1. What opportunity up to this point has made you grow the most creatively? (doesn’t have to be bar specific, possibly a childhood art class, or parental support etc.)
In my junior year of high school my guidance counselor, Lynn Weltler, made me audition for a play. I had never done any acting before. Soon after, I was giving up my basketball shoes for the stage. The new challenge showed me that I could pursue anything if I had the passion to do it. Every venture I try, I also keep that memory in my back pocket. It doesn’t matter how old you are, where you come from, what little experience you have, if you attack something with a “leap & the net will appear” attitude, I think that you will be rewarded.
2. What is your process for drawing cocktail inspiration?
This is actually something I pulled from my acting classes in college: “the observational prowl”. Its heightened sense of awareness of the things around you through all of your senses. Commonly I draw my flavors from dishes that I’ve tasted at some of the best restaurants or from childhood delicacies like waffle crisp or PB&J; but I can also find inspiration from a song, a place I’ve been, something a guest says in passing, even just a feeling. That’s what so fun about the creative process in cocktails, the inspiration can come from anywhere. Just make sure you have a notebook to write it down!

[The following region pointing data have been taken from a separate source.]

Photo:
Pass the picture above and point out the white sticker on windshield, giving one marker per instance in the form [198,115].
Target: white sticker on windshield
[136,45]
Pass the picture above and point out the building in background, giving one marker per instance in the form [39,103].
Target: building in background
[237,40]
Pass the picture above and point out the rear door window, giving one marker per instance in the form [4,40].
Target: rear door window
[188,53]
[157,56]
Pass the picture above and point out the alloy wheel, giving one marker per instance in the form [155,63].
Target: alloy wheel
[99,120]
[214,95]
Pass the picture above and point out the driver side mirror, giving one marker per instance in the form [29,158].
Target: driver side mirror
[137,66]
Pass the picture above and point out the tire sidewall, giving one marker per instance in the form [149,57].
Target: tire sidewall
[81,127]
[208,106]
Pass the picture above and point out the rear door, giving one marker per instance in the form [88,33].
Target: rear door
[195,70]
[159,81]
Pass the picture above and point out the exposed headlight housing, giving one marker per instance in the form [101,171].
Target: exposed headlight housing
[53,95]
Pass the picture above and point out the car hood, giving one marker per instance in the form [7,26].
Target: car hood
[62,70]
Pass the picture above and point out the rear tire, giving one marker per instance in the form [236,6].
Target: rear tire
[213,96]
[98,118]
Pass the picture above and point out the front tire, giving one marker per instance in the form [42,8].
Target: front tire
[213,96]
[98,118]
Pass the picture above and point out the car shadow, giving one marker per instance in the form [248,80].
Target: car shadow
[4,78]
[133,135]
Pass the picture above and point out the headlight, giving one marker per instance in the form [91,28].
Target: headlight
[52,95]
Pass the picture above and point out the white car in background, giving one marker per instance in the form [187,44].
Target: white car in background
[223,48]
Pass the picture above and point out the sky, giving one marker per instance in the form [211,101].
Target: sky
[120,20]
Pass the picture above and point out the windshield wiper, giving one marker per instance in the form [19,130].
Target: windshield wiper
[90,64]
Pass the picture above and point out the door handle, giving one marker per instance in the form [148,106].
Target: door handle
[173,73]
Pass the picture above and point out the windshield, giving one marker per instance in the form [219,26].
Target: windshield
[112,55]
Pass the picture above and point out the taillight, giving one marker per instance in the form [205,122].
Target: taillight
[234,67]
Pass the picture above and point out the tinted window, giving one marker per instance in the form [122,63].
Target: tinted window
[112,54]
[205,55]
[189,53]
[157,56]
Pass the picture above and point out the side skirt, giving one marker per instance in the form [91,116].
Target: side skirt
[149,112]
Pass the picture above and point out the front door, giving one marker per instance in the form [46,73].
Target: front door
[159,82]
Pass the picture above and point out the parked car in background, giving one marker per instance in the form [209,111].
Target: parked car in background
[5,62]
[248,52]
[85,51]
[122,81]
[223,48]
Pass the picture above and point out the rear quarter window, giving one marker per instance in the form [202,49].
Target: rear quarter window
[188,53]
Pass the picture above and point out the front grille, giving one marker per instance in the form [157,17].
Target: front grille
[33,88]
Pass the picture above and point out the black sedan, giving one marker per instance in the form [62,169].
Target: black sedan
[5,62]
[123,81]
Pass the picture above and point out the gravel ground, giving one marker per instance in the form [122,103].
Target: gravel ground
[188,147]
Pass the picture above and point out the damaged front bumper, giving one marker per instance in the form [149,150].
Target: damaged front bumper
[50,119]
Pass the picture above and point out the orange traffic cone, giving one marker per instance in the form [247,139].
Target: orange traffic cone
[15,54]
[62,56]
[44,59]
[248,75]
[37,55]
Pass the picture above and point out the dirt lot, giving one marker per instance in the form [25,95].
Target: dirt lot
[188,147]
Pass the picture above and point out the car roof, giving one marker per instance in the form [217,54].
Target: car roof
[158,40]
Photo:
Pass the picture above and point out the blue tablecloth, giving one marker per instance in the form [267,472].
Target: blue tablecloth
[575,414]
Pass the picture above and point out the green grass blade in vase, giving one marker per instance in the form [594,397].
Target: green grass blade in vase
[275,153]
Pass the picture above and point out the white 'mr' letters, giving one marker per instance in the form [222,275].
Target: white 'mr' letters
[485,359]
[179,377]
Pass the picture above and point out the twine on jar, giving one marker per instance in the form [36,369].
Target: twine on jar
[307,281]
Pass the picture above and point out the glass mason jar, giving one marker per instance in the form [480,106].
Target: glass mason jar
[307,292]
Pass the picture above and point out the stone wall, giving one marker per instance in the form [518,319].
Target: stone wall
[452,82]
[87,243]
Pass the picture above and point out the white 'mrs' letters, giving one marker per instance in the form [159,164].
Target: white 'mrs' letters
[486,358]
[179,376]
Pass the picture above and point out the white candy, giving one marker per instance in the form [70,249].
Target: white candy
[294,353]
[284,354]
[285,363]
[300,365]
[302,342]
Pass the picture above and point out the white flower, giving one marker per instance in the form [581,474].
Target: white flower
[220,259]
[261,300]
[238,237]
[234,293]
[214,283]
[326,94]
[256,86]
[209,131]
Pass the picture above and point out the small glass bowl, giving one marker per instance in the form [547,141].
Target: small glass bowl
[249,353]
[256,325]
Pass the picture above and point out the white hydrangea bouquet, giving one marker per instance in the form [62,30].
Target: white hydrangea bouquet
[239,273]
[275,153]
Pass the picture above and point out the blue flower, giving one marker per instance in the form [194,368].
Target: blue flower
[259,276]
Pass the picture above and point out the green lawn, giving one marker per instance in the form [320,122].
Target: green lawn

3. Who do you look up to as a mentor (someone you have worked directly with) in this industry? What have you learned from them?
I look up to so many folks in the industry, it’s hard to choose. I’m always digging on the internet and reading about menus, bartenders and their bars. But there are three that really stick out to me. Julian Cox & Josh Goldman for giving me a chance 2 years ago. I was a super green bartender who knew absolutely nothing about cocktails and those guys gave me the most solid foundation to stand on and grow. Dave Kupchinsky really helped in the elevating of the quality of my drinks. Dave is super meticulous in R&D, not settling on a final spec without trying every possible permutation of the cocktail. We must have made over 50 different Negronis before we settled on what gin and vermouth combination for Eveleigh‘s house negroni. He never settles and thats important. Dushan Zaric for teaching me the other aspects of being a great bartender that have nothing to do with what you’re putting in the glass – the idea of being a sage, a rockstar, and a humble host. His philosophy lives outside of the bar as much as it is an innate part of my preparation and service.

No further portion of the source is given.